Adonis Diaries

Posts Tagged ‘Al-Shifa hospital

How it’s like to work as nurse in a Gaza under the bombs?

My Mother, Dina Khoury-Nasser, just e-mailed us from Al Shifa Hospital in Gaza. 01:55 am 5th August 2014

She has been there for four days now. She went with a team of medics from the Augusta Victoria Hospital in Occupied Jerusalem in response to the appeal sent out by Gaza Hospitals, who were unable to cope with the extent of carnage brought about by Israeli Terrorism.

Today was day 4 in Gaza.

The first two days were like limbo. We felt we were in Gaza but not yet feeling what was happening around.

We live in the hospital compound: eat in the compound, work in the compound, sleep in the compound. We see the injured, hear the ambulances, see the bodies and people strewn around everywhere – still it does not sink in.

Yesterday evening things started to get real when I saw a child sleeping with his father in the open air on a piece of cardboard. He was there in the morning, there in the evening, and again this morning and this evening. I wonder where is his mother, where is his family?

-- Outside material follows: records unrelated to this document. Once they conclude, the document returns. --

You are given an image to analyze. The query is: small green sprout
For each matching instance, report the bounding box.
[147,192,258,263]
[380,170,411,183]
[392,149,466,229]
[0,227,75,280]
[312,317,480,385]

The stories one hears about entire families being annihilated, completely erased from the national registers of citizenship makes your hair stand on end! But still, it does not sink in. Perhaps because I am in the operation room and used to seeing people injured.

Then reality hits when the shelling in Jabalia starts. At ten in the evening we receive a lady in her sixties. She is full of dust, full of earth and full of holes throughout her body. Head lacerated, thighs lacerated, leg crushed. I think of where she could have been sitting, what were her thoughts when the shell hit…

I thought of mom, I thought of all the older women I know.

A quick summary of the last 3 weeks.

When the bombing started this morning, it was children.

Our first patient was a little boy around 6 years old. He had massive lacerations to his groin, abdomen, face and head. He had burns all over his body as well. We were able to manage him in the theatre. I wait to see how he is doing.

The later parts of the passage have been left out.